Calédonien de cinquième génération, Frédéric Angleviel a été l’un des tout premiers enseignants de l’Université de la Nouvelle Calédonie. Son ouvrage « Les Missions à Wallis et Futuna au XIXe siècle » avait valu à cet historien le prix Auguste Pavie de l’ASOM en 1995. Le choix du roman épistolaire, objet de cette recension, est de faire s’exprimer un personnage imaginaire qui évoque à la fois la « découverte mutuelle à la fin du XVIIIème siècle » et les « temps pionniers de la colonisation ». Ce qui a été ainsi consigné dans un cahier d’écolier par Waiapao, « conteur et homme-médecine des siens, représentatif d’un monde disparu », est le reflet, selon l’auteur, de la « vraisemblance historique, du probable et de l’implicite » pour « dire le vrai ». L’objectif est d’éviter que l’histoire, telle que la présentent les livres des Blancs, ne vienne balayer les drames et déconvenues vécues du fait de ces derniers.

Le temps d’avant était celui d’un monde bâti par les Kanaks qui n’allait guère au-delà du lagon. Vivant au rythme des saisons, ils se contentaient des ignames et des taros, de quelques fruits et de produits de la chasse. Les tribus du rivage allaient à la pêche mais rares étaient ceux qui traversaient le territoire de l’autre pour des échanges, une ou deux fois l’an ; le commerce n’existait pas. Les habitants ne quittaient guère leur vallée et ignoraient tout de la Grande Ile dans son ensemble. Leur plaisir, dans un contexte de pénurie, était de faire bombance lors de fêtes conclues par des danses endiablées, les pilou-pilou, qui favorisaient les contacts avec le sexe opposé. La guerre, rite d’initiation pour les jeunes adultes, était aussi prisée. Un autre plaisir était de ne rien faire et de paresser pendant des heures. Cependant, ils ne connaissaient ni le kava euphorisant « des hommes noirs du soleil levant », ni l’alcool des Blancs, demeurant ainsi plus sereins mais aussi plus mornes. Il n’y avait ni ville, ni royaume, chaque communauté conduite par un Grand chef subvenant à ses besoins. Chaque vallée cultivait sa différence avec ses voisins, pourtant pourvoyeurs d’épouses, créant ainsi des liens de parenté. Des conflits éclataient, marqués par des batailles et des banquets anthropophages. Aux hommes, il revenait de défricher, de retourner la terre, de construire leurs habitations, de chasser, de pêcher et de porter les armes. Les femmes cultivaient, faisaient la cuisine et veillaient sur les enfants. Dans l’accomplissement de leurs tâches, les Anciens ne connaissaient ni le métal, ni le verre, ni le tissu. Ce temps d’avant, idéalisé comme un âge d’or, était cependant celui où la vie « était fruste et dure mais était nôtre » écrit Waiapao.

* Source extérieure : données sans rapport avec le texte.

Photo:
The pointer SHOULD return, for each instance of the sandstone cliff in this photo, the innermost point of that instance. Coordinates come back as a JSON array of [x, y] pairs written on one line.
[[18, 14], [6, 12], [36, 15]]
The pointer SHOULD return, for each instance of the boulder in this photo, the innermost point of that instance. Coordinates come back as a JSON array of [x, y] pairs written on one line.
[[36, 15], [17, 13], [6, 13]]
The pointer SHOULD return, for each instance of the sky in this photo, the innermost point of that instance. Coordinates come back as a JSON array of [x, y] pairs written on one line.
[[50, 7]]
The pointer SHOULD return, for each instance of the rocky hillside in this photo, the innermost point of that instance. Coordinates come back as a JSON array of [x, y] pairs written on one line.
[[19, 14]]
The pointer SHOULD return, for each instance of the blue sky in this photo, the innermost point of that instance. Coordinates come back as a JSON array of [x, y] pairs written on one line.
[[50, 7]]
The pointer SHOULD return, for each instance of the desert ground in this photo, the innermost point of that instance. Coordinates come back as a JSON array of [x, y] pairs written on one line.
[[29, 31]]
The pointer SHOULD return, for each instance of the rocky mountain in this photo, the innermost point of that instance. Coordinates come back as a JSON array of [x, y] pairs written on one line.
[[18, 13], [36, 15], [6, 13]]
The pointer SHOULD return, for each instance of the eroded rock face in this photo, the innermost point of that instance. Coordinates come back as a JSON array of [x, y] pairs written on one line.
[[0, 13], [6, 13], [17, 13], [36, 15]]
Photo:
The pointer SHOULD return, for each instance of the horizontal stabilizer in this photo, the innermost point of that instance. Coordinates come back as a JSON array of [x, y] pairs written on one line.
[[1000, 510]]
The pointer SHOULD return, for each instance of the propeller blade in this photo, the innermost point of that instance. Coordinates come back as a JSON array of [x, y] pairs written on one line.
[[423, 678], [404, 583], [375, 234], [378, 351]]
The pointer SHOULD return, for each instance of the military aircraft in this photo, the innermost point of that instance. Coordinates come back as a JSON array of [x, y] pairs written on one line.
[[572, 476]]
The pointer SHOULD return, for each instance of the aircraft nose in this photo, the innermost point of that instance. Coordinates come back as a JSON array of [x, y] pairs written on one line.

« Il n’y a pas si longtemps, note-t-il, nos aïeuls n’avaient jamais vu de Blancs et ne s’en portaient pas plus mal ». Ils savaient l’existence des hommes noirs venus d’un peu plus loin que les îles proches et réputés entraîner des guerres. D’une plus grande distance étaient arrivés des peuples à peau plus claire, « hommes guerriers habiles, femmes de grande beauté ». Venus guerroyer, ils sortaient victorieux et devenaient Grands Chefs. Pourvus des mêmes armes, des mêmes navires et des mêmes outils, de coutume et de langue différentes, ils s’intégraient au bout de deux ou trois générations.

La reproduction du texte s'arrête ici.